Salí por la ventana, pero salí.

Revelaciones

Primero creyó ver la imagen de San Expedito en la tapa de la cafetera, especialmente cuando la bebida borboteaba. Más tarde le pareció que una mancha en la pared, efecto de la humedad para otros, mostraba clarita la forma de Nuestra Señora de Pompeya. Para Eusebia, estas revelaciones se convirtieron en algo habitual. Se multiplicaron y adquirieron voces, que le transmitían consejos y pedidos. Ella escuchaba todo de rodillas, sobre granos de maíz como le había enseñado su madre. Salió del hospital cuando los médicos la declararon curada. Al regresar a su vivienda, un grupo de vecinos se había congregado en la puerta para darle la bienvenida. Entre ellos estaba Jesucristo, con sus vestiduras blancas y los brazos abiertos. Ella pasó a su lado con un gesto de desprecio y masculló: “¡Vete, impostor!” El hijo de Dios dibujó en sus labios una leve sonrisa y desapareció.

Fénix

Todos los que han escrito sobre animales imaginarios, desde la Antigüedad hasta ahora, han hablado con admiración de mí. Parece que el hecho de vivir en el fuego, y la correlativa habilidad para renacer de las cenizas, fuera un hecho singular y maravilloso. Tentado estoy de pedir públicamente que me olviden. Es que me tratan con ligereza; me imaginan soportando las llamas sin mover una pluma, pero nadie se detiene a pensar en el dolor intolerable que siento mientras el fuego me aniquila. Mil veces preferiría un destino de prosaica ave de corral.

Mujer en el patio

Desde arriba, a unos 15 metros de distancia, podía observar a la mujer cuya forma se aplastaba contra el muro. Estaba sentada sobre los mosaicos del piso, con las rodillas elevadas y los brazos alrededor de ellas. Poco pude juzgar sobre su apariencia; como nunca se ponía de pie, el cuerpo era sólo un bulto irregular. La cabeza estaba inclinada sobre el pecho; las pocas veces que levantaba la vista, su cara creaba un relámpago en medio de los dudosos colores de sus ropas. Recuerdo haber temido que buscara mi mirada; luego me di cuenta de que yo no existía, porque acaso, para ella, todo el mundo exterior era irreal. Nadie se le acercaba, tal vez porque ninguna otra persona podía entrar en ese patio. Un día noté que su cuerpo traducía una impresión de inmovilidad aun mayor, si eso fuera posible. Al rato aparecieron dos hombres corpulentos, alzaron a la mujer, la estiraron sobre la camilla que habían traído y se la llevaron.

Vocación

Yo era un discreto integrante de la fila de segundos violines en la orquesta sinfónica de mi ciudad.

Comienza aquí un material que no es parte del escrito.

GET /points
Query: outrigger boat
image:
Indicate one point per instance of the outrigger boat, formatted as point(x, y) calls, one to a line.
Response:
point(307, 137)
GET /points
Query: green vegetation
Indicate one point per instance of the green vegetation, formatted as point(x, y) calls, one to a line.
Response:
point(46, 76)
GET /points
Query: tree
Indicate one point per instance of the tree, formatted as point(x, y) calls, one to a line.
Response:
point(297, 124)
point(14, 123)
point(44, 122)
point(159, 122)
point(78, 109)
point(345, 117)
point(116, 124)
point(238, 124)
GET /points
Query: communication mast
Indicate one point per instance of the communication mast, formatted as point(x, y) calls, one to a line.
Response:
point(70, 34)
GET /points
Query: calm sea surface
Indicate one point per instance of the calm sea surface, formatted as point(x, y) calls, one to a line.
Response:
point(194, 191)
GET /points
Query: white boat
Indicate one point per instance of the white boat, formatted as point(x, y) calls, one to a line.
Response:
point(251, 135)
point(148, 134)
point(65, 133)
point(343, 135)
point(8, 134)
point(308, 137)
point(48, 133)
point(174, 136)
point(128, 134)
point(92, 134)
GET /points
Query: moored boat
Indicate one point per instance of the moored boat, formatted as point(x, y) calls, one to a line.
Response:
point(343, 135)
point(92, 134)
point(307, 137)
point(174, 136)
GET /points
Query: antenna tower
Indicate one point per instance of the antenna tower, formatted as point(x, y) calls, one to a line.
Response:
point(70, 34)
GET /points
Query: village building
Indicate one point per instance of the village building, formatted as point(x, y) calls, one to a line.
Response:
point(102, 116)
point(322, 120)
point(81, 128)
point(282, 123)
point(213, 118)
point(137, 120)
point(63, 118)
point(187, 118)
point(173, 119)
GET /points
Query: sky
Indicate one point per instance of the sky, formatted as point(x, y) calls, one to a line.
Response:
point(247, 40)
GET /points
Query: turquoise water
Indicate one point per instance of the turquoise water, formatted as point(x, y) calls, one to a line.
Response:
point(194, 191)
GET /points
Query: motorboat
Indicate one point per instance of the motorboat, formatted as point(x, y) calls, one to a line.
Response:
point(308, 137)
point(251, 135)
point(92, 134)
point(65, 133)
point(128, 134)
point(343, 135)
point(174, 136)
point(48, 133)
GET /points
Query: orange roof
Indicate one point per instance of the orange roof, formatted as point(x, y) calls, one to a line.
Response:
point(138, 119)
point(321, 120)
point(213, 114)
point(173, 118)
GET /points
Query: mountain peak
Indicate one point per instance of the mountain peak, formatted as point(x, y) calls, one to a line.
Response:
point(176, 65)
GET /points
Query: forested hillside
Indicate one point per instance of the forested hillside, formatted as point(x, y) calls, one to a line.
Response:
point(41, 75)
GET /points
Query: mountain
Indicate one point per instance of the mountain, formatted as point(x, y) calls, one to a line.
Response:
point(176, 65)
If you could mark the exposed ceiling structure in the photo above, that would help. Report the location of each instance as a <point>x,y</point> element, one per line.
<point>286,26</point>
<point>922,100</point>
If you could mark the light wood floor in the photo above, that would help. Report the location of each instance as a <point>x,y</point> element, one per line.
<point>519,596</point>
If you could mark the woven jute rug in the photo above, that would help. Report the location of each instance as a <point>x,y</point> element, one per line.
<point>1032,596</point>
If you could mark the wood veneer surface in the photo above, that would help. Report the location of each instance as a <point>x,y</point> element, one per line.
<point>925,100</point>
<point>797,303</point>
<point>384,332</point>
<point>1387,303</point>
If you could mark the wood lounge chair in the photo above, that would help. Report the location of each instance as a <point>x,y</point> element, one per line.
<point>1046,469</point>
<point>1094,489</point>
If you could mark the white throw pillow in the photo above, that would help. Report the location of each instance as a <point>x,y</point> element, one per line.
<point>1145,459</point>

Abandoné la música cuando, al ingresar en la universidad, decidí estudiar administración de empresas. Cada triunfo en mi nueva profesión me confirmó que había hecho lo correcto; pronto olvidé mi vida anterior. Ahora, mi mujer y yo estamos suscriptos a la temporada de ópera y también a la de la Filarmónica; pocas veces tengo tiempo para acompañarla, pero me consuela pensar que contribuyo con generosidad a esas valiosas instituciones. Soy presidente de la compañía y pronto tendré una espléndida jubilación. Hace poco, en una reunión de ejecutivos, me encontré con un viejo compañero; él también había dejado la música y dirigía ahora la empresa familiar. Las evocaciones de una época remota no se hicieron esperar. Ahora añoro aquel simple pasado, con sus ensayos cotidianos y la excitación de las noches de concierto. También he vuelto a pensar en Ekaterina, la hermana menor de la arpista, quien (me arriesgo a decirlo) me miraba con buenos ojos. ¿Como es posible que haya perdido todo aquello para ser lo que ahora soy?

La obra

A mí también me robaron mi obra. Quiero decir mi obra escrita e inédita; la otra, la verdadera, está a buen seguro en el depósito de mi cerebro. Alguien aprovechó mi enfermedad para despojarme de centenares de páginas. Seguro que en este mismo momento las está publicando con su firma, quién sabe en qué país. Qué tristeza, dirán mis sobrinos, que esperaban heredarme para rematar mis originales. Pero no estoy abrumado por el pesar, ni intentaré recuperar ese tesoro literario. El ladrón ignora que soy capaz de escribir muchas obras más. Sólo necesito que me vuelvan a internar.

Consuelo

—Por lo menos —dijo en el momento decisivo— no se dirá de mí que no me salió ni el tiro del final.

Papeles

Crece a mi alrededor una selva de papeles, que atrae las iras de los demás miembros de la familia, preocupados por mi supervivencia. Me esfuerzo por limitarlos, clasificarlos, ordenarlos. Si la situación se agrava procuro eliminarlos, condenándolos a la hoguera. Pero ¿cómo proseguir esta tarea hasta su consecuencia última sin suprimir, al mismo tiempo, la mayor parte de mi vida?

Las hermanas

El tiempo que pasamos juntas mi hermana y yo, cuando éramos vaquillonas, fue muy feliz. Yo era un poquito mayor que ella, pero no lo sabíamos: compartíamos los campos de pastura, dormíamos la una junta a la otra y, a nuestra manera, conversábamos sobre lo que nos depararía la vida. Lejos estábamos de sospechar que las circunstancias iban a separarnos. El amo (necesitado de dinero, le escuchamos decir) nos marcó a las dos para el matadero. Mi hermana se encaminó dócilmente, pero yo tuve suficiente espíritu de rebeldía para escapar. Cuando me vio aparecer de vuelta en el establo, el amo se conmovió y no insistió en sacrificarme.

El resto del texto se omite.